A couple of shots from a session for a local metal band. Lemme know what you think!


----------



## jstuedle (Oct 21, 2007)

I shoot bands, a lot. I have had my work used for promo shots as well as entire 10 surface CD jackets. For a promo shot, the labels want to see faces. And a promo shot should have a little of the performers personality show in the shot, even if it's an act. The first shot is OK, but I don't think it conveys anything about the performer. The second IMO has too much foreground, and lacks the face and personality aspect. Like I said, JMHO. An indy label might use them, but I think a major/minor label would want them re-shot.


----------



## Flash Harry (Oct 22, 2007)

No. 1 looks like a garage mechanic and 2 I agree with the above poster, promo shots are supposed to promote the artist/product not obscure them. H


----------



## guitarmy (Oct 22, 2007)

Fair enough. Here's another from the shoot.


----------



## craig (Oct 23, 2007)

I love the second frame as is. I think it is important to throw away our conventional wisdom these days.

Love & Bass


----------



## jstuedle (Oct 23, 2007)

Does the name of the band come into play with the grease monkey look you have created? If not, not sure it works for me.


----------



## guitarmy (Oct 23, 2007)

No the band name doesn't come into play. But their sound sort of does. They're a super heavy band. Lots of dirty tones. Generally not the kind of music that's easily received by the general public. So I wanted to show that by taking the opposite of most band shots you see nowadays - guys with 300 dollar jeans, designer shirts and haircuts worth more than my car payments. I see so many band shots that are super clean, it bothers me. So this is what came of that.


----------



## luis_relampago (Oct 31, 2007)

I am new here and I hope you like my approach on a cover for the band.


----------



## Alpha (Oct 31, 2007)

You could achieve a similar effect without softening the photo so much that it looks out of focus. Perhaps a Dave Hill type post-processing.


----------



## luis_relampago (Nov 1, 2007)

meaby like this?


----------



## guitarmy (Nov 9, 2007)

Not a huge fan of the edits. Seems like you pushed the highlights past their limit, and the swirls don't really do it for me. Seems like more of a graphic design decision than a photographic decision, anyway.


----------



## Alpha (Nov 9, 2007)

I would re-shoot if possible. The guy second from the left just looks too damned goofy.


----------



## cameramike (Nov 10, 2007)

if its for the band you should really consult them on the type of look they want. i know i've done a few live shoots for my friends band and a few posed shots and they let me know what they wanted, doesn't really matter what others think; they are the paying (or non paying) customer.


----------



## guitarmy (Nov 11, 2007)

cameramike: exactly. The process I take is to listen to their music and find out as much about the band as I can. Then I ask them what kinds of promo photos they like (and to provide links or examples). Then I ask them what they have in mind, if anything. Listening to what they have in mind, I offer a couple of suggestions based on their ideas but with some of my spin on them. Then I shoot and deliver, and all the clients have been happy thus far.

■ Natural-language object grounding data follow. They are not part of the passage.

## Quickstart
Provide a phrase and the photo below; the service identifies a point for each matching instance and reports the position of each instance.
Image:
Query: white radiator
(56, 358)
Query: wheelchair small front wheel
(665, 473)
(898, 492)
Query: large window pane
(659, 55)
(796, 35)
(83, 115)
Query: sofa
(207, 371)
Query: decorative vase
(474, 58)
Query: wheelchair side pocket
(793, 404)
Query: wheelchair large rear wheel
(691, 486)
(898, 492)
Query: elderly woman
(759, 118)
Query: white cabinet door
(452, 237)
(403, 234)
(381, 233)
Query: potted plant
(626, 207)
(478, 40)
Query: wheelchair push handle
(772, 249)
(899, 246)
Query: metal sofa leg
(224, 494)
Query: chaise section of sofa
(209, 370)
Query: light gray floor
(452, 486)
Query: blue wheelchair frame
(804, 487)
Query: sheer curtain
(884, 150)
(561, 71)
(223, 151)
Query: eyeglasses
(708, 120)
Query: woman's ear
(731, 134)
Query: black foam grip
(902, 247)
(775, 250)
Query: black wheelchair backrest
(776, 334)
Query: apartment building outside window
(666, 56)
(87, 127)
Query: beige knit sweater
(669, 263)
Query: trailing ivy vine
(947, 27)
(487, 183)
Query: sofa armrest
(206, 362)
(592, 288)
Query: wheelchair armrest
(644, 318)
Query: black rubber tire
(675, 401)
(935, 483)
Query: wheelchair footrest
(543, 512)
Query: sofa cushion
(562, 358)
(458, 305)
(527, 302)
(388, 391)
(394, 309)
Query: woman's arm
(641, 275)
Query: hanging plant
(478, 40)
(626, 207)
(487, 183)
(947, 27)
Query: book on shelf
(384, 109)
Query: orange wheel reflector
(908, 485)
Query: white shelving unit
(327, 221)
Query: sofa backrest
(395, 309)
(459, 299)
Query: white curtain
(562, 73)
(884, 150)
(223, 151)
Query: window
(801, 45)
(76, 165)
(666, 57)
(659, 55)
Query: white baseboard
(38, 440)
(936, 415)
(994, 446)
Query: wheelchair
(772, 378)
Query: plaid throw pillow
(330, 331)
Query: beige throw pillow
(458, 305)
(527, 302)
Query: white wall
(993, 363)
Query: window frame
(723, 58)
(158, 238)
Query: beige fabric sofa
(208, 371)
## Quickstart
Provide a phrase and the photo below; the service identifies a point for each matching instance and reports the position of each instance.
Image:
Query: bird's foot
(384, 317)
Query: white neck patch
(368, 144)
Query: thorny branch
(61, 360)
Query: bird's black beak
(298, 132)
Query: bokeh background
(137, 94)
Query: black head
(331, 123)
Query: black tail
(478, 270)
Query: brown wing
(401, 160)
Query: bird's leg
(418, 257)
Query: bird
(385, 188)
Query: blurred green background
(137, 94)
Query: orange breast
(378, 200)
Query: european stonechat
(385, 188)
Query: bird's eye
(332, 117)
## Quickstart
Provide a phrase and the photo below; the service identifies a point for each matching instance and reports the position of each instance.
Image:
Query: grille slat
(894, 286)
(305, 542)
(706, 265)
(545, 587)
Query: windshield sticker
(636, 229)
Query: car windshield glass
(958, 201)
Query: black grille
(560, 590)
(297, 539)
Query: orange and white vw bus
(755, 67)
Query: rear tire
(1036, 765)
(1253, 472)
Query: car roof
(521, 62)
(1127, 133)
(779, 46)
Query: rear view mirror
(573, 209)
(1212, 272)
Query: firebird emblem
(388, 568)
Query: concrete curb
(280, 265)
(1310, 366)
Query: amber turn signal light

Max: yeah, he looks a little goofy in that shot - agreed. It's not the only shot from the set though, just one that I posted. I won't be reshooting.


----------



## Lisa B (Nov 14, 2007)

guitarmy said:


>




I like this one, but there is too much foreground - If you cropped it a little it would work for me. If you have a similar photo to this one, but with a little more light and facial features, I think you'd be onto something. If they are a dark/heavy band, the other photo with the grease is a little too cheesy pop for me, but that is just my oppinion, and it is only because of the smiles...

I do like your ideas though. They are workable.


----------